Neben diesen kleinen Tricksereien hat Prinz Charming aber noch das ganze Repertoir der Körpersprache aufzubieten. Er beobachtet unsere Körpersprachen sehr genau.
In den daily Standups, wenn wir alle in Kreis stehen, ist er nie zuerst dran. Meist steht er noch eine Weile hinter seinem Schreibtisch und kommt erst hervor, während der Berliner schon über seine Arbeit berichtet. Im Nachhinein wird mir klar, dass er sich täglich überlegt, welche Arm- und Körperhaltung er heute einnimmt. Auch ist seine Stimme häufig zunächst belegt, was ich immer als Zurückhaltung interpretierte.
Eine seiner Armhaltungen ist mir besonders in Erinnerung geblieben, weil ich so etwas bewusst noch nie bei jemandem gesehen habe:
An diesem Tag verschränkt er die Arme hinter (!) dem Rücken. Nach meinem Körpersprachebuch bedeutet das: Ich bin ganz offen. Dann macht es den Anschein, als muss er sich zum Reden erstmal einen Ruck geben. Die Stimme ist aber belegt und garnicht so charmant wie sonst. Diese Haltung tritt auch nicht wieder auf. Im Rückblick glaube ich auch bemerkt zu haben, dass er eine ganze Weile dazu brauchte, diese Haltung einzunehmen und irgendwie erst Verrenkungen machte.
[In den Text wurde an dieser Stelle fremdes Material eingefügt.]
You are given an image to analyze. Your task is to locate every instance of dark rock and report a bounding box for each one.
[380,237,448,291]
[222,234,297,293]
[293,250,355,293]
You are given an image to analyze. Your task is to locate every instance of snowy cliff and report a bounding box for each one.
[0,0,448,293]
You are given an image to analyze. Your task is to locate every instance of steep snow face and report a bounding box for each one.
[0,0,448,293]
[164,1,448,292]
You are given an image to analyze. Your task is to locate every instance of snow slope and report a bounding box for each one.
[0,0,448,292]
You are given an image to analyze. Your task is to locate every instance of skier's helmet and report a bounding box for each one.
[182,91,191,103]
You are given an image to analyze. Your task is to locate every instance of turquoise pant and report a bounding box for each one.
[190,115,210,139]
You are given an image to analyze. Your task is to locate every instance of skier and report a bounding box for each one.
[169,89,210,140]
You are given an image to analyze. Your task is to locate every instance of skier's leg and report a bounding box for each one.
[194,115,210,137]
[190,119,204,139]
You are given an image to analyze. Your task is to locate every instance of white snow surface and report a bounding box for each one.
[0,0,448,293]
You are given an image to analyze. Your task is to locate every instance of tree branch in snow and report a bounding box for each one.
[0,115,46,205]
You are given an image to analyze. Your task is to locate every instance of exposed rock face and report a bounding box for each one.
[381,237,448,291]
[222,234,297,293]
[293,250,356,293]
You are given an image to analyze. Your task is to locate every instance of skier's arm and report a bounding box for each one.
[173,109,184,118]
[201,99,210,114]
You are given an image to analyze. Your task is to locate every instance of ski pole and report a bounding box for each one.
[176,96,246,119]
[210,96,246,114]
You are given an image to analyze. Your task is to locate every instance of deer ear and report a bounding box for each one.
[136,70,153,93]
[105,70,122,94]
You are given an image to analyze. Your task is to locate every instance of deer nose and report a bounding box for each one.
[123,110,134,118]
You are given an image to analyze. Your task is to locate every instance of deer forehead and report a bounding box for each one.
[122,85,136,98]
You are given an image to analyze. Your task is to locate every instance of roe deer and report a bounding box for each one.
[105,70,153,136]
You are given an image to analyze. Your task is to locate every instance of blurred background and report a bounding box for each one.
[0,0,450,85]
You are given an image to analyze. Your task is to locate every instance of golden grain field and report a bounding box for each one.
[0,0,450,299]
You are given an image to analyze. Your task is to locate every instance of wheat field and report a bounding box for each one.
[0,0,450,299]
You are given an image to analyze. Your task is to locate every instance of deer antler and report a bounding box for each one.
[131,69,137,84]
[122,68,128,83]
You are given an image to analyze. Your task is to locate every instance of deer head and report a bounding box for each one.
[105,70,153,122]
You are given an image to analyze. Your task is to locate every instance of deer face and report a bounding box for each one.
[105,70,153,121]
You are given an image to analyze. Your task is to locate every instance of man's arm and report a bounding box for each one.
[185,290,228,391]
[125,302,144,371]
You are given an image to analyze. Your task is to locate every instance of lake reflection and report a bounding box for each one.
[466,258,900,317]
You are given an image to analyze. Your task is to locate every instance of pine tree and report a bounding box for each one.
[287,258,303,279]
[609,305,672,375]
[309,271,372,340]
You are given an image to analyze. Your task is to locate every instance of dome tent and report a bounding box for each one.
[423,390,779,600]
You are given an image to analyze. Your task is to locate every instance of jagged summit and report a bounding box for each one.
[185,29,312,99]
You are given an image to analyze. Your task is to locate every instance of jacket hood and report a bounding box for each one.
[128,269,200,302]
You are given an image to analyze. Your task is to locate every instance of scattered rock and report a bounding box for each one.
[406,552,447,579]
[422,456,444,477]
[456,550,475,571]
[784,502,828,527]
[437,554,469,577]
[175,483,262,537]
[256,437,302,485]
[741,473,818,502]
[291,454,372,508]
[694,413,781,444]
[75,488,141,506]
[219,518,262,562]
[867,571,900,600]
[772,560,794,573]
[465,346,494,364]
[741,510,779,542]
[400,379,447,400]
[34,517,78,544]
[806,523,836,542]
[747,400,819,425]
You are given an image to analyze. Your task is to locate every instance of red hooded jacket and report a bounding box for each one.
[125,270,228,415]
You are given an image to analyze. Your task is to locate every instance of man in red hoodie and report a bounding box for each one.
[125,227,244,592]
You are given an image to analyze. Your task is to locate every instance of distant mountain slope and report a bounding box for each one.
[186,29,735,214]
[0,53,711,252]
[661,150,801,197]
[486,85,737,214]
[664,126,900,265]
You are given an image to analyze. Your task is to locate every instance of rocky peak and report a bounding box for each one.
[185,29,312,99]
Das mit sich-erstmal-einen-Ruck-geben stelle ich im Rückblick allerdings öfters fest.
Irgendwann müsste er doch die Zurückhaltung aufgeben, jetzt wo er schon so lange da ist.
Aber wie soll das gehen? Erst muss er an Körpersprache und Stimme denken, gleichzeitig muss er auch noch verbal die nicht vorhandene Leistung kaschieren, das ist schon Hochleistungssport. Er ist ja auch kein Tiefstapler.
Es sind also, rückwirkend betrachtet, bei Prinz Charming eigentlich immer etwas längere Pausen im Spiel, bevor er redet. Fast immer. Es sei denn, er schauspielert. Aber das ist eine andere Technik.